Wood Carver in a Workshop
When Joseph returned to Nazareth, to the calm, untroubled seclusion of that happy valley, he knew that the life of the Virgin and of the Holy Child would be spent with him in honest poverty and in manual toil. One writer says: "We may safely infer that these years in the home and trade of the carpenter were happy years in our Savior's life. Jesus chose voluntarily 'the low estate of the poor.'" Throughout the whole of his life our Lord was poor. If tradition be true, Joseph held a very humble position as carpenter, was "not very skillful and received, probably, a very moderate competence, and with him Christ labored, working with his own hands." Farrar in his life of Christ says: "It has tended to console and sanctify the estate of poverty; to ennoble the duty of labor; to elevate the entire conception of manhood, as of a condition which in itself alone and apart from every adventitious circumstance, has its own grandeur and dignity in the sight of God." (Source: Earthly Footsteps of the Man of Galilee, p. 108.)
"Those who fashion a graven image are all of them futile, and their precious things are of no profit; even their own witnesses fail to see or know, so that they will be put to shame . . . . Another shapes wood, he extends a measuring line; he outlines it with red chalk. He works it with planes and outlines it with a compass, and makes it like the form of a man, like the beauty of man, so that it may sit in a house. Surely he cuts cedars for himself, and takes a cypress or an oak and raises it for himself among the trees of the forest. He plants a fir, and the rain makes it grow. Then it becomes something for a man to burn, so he takes one of them and warms himself; he also makes a fire to bake bread. He also makes a god and worships it; he makes it a graven image and falls down before it." (Source: Isaiah 44:9, 13-15; ESV).

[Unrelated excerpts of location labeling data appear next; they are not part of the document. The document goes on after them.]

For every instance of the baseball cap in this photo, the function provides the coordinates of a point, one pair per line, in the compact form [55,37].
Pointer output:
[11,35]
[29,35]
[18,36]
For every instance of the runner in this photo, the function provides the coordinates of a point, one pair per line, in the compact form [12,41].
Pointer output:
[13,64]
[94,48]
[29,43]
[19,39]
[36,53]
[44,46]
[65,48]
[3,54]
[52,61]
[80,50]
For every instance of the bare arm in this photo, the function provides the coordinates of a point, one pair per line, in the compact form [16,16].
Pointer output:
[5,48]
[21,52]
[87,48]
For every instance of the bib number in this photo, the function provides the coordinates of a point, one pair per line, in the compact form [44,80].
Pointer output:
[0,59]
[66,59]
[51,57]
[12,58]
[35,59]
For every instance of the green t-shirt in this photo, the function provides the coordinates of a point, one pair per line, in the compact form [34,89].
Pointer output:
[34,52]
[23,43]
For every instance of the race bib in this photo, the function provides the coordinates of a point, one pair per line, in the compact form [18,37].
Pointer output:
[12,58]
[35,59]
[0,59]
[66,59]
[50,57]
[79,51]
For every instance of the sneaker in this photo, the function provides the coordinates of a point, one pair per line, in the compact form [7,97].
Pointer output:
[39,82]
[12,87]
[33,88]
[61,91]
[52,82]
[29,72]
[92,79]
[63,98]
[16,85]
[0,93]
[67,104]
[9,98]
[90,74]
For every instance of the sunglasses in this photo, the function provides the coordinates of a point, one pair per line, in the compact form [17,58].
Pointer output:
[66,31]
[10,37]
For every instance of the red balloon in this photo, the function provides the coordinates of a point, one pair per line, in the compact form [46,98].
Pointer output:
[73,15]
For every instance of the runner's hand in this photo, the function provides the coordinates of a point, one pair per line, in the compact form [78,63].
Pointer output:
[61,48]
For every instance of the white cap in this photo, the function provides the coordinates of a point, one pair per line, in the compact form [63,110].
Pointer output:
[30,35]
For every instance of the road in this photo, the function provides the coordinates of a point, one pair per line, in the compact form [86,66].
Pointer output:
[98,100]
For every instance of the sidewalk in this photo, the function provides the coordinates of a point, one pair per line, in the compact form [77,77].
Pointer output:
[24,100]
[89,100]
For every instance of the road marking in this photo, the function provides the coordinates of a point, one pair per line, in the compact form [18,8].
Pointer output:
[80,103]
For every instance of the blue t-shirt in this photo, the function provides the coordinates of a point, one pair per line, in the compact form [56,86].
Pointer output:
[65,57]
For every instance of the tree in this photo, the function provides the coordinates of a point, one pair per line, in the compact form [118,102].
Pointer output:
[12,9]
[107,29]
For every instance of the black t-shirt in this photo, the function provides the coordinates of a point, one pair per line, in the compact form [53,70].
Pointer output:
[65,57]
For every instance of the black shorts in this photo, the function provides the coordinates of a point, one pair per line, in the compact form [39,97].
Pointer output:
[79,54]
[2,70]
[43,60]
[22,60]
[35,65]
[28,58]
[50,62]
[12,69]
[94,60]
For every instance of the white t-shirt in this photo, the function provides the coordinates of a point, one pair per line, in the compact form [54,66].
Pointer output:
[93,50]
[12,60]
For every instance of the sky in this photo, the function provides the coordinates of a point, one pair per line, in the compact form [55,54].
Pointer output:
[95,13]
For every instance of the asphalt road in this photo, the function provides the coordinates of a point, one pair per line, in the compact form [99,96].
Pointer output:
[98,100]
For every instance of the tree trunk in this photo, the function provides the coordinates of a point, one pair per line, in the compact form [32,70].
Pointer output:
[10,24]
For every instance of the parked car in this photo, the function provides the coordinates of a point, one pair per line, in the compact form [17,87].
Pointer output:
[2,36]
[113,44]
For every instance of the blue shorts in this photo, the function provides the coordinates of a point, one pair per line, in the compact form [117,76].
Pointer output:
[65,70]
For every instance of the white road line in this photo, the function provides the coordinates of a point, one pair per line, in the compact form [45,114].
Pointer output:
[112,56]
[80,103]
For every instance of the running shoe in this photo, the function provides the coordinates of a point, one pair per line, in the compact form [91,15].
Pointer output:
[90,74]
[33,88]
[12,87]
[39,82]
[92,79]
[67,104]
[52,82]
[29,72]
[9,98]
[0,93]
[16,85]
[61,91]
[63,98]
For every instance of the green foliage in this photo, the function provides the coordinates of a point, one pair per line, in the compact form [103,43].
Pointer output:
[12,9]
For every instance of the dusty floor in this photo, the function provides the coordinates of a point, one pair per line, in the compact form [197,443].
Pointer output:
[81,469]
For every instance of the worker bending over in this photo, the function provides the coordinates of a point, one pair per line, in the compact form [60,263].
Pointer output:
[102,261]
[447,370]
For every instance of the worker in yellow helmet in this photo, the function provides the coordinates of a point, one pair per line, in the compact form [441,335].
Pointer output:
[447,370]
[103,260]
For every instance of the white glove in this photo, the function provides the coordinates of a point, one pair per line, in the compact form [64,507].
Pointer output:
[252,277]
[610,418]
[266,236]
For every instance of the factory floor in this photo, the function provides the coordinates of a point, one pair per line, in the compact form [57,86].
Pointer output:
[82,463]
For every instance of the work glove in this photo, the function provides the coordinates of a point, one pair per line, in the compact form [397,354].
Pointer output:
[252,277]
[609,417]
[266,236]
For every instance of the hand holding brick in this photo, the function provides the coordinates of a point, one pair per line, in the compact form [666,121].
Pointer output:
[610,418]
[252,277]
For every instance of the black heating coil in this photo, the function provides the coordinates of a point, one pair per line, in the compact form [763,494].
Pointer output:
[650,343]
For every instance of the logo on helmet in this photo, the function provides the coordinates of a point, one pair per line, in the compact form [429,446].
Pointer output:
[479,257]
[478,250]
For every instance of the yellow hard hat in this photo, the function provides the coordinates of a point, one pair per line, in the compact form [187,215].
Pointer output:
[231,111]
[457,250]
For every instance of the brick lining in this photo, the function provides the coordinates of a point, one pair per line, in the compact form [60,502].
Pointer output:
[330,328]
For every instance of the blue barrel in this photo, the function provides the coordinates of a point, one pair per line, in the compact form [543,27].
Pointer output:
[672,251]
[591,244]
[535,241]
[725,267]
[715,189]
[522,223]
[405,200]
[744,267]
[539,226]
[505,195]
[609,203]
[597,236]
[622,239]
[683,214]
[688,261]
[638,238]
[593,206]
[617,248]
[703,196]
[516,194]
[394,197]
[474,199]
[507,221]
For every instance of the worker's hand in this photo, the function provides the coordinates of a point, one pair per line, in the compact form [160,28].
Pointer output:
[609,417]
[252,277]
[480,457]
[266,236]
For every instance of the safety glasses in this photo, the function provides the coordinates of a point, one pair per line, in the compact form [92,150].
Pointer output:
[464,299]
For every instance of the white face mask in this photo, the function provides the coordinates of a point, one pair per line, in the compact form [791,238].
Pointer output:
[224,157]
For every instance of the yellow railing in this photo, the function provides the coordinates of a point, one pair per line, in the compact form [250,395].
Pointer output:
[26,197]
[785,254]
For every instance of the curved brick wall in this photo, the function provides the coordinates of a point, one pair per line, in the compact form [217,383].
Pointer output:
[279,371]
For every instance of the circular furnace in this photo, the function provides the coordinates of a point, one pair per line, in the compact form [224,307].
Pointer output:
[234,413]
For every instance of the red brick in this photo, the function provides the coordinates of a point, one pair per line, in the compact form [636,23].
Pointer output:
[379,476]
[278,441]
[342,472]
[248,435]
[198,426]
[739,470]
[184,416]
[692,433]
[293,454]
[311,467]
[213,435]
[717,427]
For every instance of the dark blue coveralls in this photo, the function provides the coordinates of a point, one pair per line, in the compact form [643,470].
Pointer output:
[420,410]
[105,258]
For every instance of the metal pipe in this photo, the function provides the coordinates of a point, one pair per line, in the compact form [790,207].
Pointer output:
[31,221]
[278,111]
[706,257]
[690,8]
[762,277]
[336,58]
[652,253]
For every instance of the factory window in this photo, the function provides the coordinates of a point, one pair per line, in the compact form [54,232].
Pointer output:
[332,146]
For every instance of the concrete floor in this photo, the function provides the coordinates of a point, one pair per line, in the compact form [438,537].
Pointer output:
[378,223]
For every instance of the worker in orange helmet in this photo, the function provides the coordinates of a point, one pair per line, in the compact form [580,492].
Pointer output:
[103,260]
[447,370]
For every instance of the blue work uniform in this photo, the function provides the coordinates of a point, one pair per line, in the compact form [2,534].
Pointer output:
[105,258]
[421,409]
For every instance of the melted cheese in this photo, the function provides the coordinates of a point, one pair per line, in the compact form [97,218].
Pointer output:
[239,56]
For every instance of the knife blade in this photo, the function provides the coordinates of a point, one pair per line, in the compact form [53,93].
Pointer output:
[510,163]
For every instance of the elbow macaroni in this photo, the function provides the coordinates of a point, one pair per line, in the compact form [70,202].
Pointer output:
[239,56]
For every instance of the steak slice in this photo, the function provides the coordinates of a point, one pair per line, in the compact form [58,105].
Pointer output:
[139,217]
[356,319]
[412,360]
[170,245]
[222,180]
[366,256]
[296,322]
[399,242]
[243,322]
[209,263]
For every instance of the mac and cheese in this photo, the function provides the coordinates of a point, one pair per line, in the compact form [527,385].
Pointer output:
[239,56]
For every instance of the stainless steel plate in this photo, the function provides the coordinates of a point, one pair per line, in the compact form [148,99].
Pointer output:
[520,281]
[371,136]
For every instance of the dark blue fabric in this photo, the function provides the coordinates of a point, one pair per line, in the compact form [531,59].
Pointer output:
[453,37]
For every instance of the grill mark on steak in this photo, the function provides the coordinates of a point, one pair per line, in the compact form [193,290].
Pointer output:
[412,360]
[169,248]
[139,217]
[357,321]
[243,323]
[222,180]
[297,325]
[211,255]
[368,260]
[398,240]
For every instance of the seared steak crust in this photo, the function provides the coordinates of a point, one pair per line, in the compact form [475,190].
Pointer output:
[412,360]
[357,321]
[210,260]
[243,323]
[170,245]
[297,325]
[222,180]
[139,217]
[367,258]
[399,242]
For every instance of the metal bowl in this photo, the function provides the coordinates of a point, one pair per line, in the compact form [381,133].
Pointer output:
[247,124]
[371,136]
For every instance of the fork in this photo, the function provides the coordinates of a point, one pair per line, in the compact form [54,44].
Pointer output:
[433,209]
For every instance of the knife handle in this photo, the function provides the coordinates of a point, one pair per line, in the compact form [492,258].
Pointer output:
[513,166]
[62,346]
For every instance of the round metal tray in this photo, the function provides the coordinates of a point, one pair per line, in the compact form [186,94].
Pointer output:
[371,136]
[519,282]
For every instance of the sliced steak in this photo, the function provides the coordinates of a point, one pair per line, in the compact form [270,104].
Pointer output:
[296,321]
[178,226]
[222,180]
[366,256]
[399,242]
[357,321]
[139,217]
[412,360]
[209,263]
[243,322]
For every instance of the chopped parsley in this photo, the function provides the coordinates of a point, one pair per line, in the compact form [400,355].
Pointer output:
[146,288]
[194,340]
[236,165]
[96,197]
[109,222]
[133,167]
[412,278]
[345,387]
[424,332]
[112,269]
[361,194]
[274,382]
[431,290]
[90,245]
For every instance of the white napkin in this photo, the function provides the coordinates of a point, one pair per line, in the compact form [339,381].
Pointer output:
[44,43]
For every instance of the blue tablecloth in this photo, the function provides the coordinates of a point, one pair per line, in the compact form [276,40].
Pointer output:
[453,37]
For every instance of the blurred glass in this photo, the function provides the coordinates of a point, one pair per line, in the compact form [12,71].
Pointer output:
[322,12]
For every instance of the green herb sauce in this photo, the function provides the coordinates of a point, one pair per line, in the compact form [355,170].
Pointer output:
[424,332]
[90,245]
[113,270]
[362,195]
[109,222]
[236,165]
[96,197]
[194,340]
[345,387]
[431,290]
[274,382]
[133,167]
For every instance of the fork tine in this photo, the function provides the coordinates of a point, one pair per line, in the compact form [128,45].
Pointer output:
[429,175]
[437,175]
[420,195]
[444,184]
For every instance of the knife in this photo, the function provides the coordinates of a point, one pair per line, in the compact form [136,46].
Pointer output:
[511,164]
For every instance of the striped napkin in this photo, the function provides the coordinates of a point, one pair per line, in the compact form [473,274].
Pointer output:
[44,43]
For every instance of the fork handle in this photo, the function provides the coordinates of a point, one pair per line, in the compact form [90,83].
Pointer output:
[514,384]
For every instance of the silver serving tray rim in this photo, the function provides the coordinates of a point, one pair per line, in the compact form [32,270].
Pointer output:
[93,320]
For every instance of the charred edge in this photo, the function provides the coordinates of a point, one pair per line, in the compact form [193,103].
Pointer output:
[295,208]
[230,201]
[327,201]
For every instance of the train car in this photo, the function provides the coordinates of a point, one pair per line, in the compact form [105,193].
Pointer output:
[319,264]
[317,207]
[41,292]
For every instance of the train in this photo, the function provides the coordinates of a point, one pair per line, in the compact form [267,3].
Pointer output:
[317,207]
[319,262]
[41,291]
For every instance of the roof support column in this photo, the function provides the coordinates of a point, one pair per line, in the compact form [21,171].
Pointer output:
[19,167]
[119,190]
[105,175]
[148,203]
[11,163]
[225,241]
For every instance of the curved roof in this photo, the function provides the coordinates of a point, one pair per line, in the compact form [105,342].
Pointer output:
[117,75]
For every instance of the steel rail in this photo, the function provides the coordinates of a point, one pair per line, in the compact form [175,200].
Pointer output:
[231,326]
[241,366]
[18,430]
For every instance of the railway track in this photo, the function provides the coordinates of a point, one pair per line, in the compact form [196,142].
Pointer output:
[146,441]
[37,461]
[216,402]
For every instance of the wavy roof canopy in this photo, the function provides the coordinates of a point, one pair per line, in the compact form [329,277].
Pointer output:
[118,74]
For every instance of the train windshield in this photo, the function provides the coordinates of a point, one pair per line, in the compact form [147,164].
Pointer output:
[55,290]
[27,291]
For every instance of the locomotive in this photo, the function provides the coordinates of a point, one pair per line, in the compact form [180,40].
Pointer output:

Carpenter Making Plows and Farm Implements
"Half of it he burns in the fire; over this half he eats meat as he roasts a roast and is satisfied. He also warms himself and says, "Aha! I am warm, I have seen the fire." But the rest of it he makes into a god, his graven image. He falls down before it and worships; he also prays to it and says, "Deliver me, for you are my god." They do not know, nor do they understand, for He has smeared over their eyes so that they cannot see and their hearts so that they cannot comprehend. No one recalls, nor is there knowledge or understanding to say, "I have burned half of it in the fire and also have baked bread over its coals. I roast meat and eat it. Then I make the rest of it into an abomination, I fall down before a block of wood!" He feeds on ashes; a deceived heart has turned him aside. And he cannot deliver himself, nor say, 'Is there not a lie in my right hand?'" (Source: Isaiah 44:16-20; ESV).